Iterative Deep Model Compression and Acceleration in the Frequency Domain
Proceedings of The 13th Asian Conference on Machine Learning, PMLR 157:331-346, 2021.
Deep Convolutional Neural Networks (CNNs) are successfully applied in many complex tasks, but their storage and huge computational costs hinder their deployment on edge devices. CNN model compression techniques have been widely studied in the past five years, most of which are conducted in the spatial domain. Inspired by the sparsity and low-rank properties of weight matrices in the frequency domain, we propose a novel frequency pruning framework for model compression and acceleration while maintaining high-performance.
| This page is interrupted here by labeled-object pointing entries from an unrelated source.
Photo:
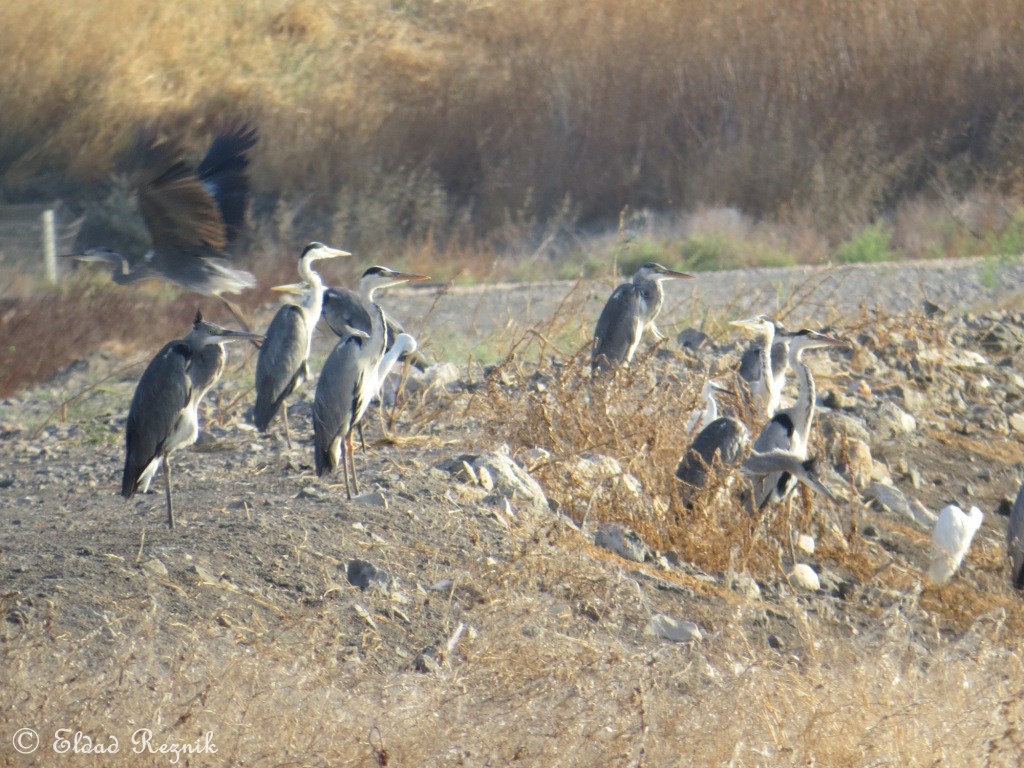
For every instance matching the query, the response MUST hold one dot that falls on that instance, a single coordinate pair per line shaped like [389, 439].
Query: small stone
[803, 577]
[373, 499]
[155, 567]
[674, 630]
[623, 541]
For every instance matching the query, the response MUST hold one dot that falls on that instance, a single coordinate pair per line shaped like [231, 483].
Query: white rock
[667, 628]
[950, 540]
[803, 577]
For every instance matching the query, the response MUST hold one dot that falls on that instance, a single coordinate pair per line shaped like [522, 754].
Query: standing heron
[1015, 541]
[631, 309]
[722, 441]
[343, 312]
[164, 413]
[283, 365]
[351, 378]
[765, 364]
[790, 428]
[192, 214]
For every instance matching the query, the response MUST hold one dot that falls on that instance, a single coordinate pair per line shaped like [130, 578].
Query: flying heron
[343, 312]
[790, 428]
[164, 413]
[351, 378]
[765, 364]
[192, 214]
[283, 365]
[632, 308]
[1015, 541]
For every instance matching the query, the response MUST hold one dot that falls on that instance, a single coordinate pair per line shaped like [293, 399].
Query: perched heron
[950, 540]
[192, 214]
[1015, 541]
[343, 312]
[632, 309]
[351, 378]
[804, 470]
[790, 428]
[708, 413]
[164, 413]
[283, 365]
[765, 364]
[723, 440]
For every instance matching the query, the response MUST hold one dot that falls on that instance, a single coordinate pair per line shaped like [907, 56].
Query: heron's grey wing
[224, 173]
[342, 307]
[280, 364]
[178, 210]
[779, 357]
[617, 327]
[776, 435]
[725, 437]
[160, 396]
[335, 401]
[1015, 540]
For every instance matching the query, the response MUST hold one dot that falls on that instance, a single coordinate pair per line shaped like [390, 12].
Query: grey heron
[631, 309]
[790, 428]
[351, 378]
[192, 215]
[802, 469]
[950, 540]
[1015, 541]
[723, 440]
[765, 364]
[283, 365]
[343, 312]
[164, 413]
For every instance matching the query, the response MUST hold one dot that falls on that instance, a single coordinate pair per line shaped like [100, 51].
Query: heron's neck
[313, 302]
[803, 410]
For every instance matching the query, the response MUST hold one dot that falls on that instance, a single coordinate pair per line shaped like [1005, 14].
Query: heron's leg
[284, 414]
[344, 466]
[351, 458]
[167, 487]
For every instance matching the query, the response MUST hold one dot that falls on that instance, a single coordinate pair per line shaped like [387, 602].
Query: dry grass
[450, 118]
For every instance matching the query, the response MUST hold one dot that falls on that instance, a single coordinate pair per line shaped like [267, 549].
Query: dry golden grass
[444, 118]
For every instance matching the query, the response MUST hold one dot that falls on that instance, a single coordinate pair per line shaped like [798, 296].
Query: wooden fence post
[50, 246]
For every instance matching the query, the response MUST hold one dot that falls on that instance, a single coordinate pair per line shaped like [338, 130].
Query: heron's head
[315, 251]
[377, 278]
[205, 333]
[95, 255]
[762, 325]
[654, 271]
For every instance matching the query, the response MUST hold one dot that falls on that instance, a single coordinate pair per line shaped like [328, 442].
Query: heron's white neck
[802, 412]
[403, 343]
[313, 301]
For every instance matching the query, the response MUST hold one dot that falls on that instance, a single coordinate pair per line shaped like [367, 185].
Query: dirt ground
[454, 620]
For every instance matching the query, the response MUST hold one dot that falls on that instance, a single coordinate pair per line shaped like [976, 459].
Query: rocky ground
[518, 583]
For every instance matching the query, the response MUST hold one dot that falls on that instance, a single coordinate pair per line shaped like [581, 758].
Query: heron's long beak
[410, 278]
[292, 288]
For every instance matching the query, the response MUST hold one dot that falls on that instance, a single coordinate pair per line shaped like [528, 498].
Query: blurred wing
[179, 212]
[224, 174]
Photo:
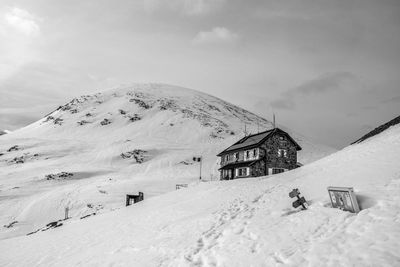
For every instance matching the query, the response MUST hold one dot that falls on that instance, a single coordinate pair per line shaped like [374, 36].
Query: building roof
[256, 139]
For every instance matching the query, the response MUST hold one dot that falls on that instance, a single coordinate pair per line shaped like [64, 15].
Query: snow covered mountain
[90, 152]
[244, 222]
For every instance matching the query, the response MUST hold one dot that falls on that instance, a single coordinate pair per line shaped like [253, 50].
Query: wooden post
[66, 212]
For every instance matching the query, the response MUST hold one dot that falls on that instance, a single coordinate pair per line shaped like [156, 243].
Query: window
[282, 153]
[251, 154]
[240, 172]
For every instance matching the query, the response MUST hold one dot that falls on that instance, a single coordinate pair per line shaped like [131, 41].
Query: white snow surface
[245, 222]
[168, 124]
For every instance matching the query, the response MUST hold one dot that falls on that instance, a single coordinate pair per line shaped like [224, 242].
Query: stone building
[265, 153]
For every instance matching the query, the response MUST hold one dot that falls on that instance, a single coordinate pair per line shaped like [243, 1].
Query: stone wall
[273, 160]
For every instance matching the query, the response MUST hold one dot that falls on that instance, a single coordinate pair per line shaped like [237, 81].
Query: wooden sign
[343, 198]
[132, 199]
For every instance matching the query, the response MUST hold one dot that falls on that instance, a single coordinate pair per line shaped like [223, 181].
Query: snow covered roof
[256, 139]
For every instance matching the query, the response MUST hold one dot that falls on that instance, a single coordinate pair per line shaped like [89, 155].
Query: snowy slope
[246, 222]
[158, 129]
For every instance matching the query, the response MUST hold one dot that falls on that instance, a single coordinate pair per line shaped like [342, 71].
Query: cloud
[216, 35]
[22, 21]
[395, 99]
[185, 7]
[326, 84]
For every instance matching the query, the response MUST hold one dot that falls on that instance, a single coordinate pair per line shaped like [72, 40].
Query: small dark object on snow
[179, 186]
[59, 176]
[10, 224]
[105, 122]
[132, 199]
[13, 148]
[300, 200]
[91, 214]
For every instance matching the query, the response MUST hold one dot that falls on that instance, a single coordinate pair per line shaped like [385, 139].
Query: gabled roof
[254, 140]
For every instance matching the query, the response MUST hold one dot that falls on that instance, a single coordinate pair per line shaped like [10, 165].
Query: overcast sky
[329, 69]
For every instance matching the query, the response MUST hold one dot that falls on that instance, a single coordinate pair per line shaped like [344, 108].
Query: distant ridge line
[378, 130]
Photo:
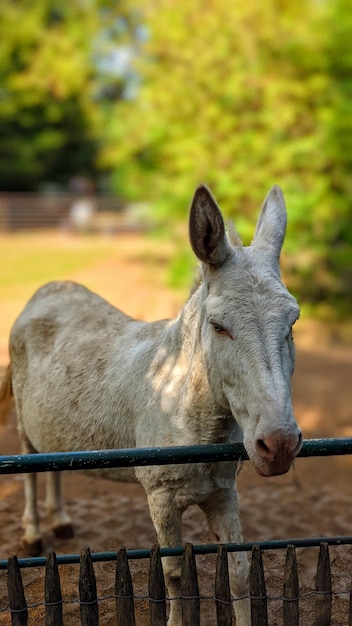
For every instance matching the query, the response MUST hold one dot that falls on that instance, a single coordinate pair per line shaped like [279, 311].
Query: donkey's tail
[6, 396]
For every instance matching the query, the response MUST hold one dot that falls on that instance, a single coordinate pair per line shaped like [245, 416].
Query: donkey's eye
[220, 330]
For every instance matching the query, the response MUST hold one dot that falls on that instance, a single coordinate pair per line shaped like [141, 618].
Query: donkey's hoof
[32, 548]
[64, 531]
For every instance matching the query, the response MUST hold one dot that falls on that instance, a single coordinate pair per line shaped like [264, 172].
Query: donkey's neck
[207, 421]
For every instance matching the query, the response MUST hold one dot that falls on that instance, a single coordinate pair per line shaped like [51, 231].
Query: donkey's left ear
[271, 226]
[207, 230]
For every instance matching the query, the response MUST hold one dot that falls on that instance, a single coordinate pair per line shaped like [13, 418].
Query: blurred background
[117, 109]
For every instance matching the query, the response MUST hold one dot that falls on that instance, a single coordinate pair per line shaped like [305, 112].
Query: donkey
[86, 376]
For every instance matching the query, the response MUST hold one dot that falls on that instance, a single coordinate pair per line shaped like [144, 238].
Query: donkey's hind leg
[221, 509]
[32, 537]
[167, 519]
[60, 522]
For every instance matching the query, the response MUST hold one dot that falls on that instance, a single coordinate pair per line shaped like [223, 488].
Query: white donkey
[86, 376]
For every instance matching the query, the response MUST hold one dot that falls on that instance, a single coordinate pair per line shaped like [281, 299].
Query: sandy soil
[314, 499]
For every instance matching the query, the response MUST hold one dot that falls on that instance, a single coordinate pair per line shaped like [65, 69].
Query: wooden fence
[190, 597]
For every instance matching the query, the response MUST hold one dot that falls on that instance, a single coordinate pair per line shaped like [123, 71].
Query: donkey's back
[69, 348]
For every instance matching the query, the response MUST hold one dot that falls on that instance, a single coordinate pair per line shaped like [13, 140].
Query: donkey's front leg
[60, 522]
[221, 509]
[167, 519]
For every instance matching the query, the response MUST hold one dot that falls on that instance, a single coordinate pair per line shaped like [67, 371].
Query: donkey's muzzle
[276, 451]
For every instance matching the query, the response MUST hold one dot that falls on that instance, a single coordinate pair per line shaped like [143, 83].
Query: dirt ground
[313, 499]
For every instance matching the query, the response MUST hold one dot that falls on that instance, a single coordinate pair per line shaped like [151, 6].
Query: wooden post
[222, 589]
[350, 611]
[124, 591]
[259, 609]
[189, 588]
[17, 600]
[88, 591]
[157, 595]
[291, 589]
[53, 597]
[323, 598]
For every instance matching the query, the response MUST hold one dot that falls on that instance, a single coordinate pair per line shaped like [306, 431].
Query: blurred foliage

We firstly apply Discrete Cosine Transform (DCT) on convolutional kernels and train them in the frequency domain to get sparse representations. Then we propose an iterative model compression method to decompose the frequency matrices with a sampled-based low-rank approximation algorithm, and then fine-tune and recompose the low-rank matrices gradually until a predefined compression ratio is reached. We further demonstrate that model inference can be conducted with the decomposed frequency matrices, where model parameters and inference cost can be significantly reduced. Extensive experiments using well-known CNN models based on three open datasets show that the proposed method outperforms the state-of-the-arts in reduction of both the number of parameters and floating-point operations (FLOPs) without sacrificing too much model accuracy.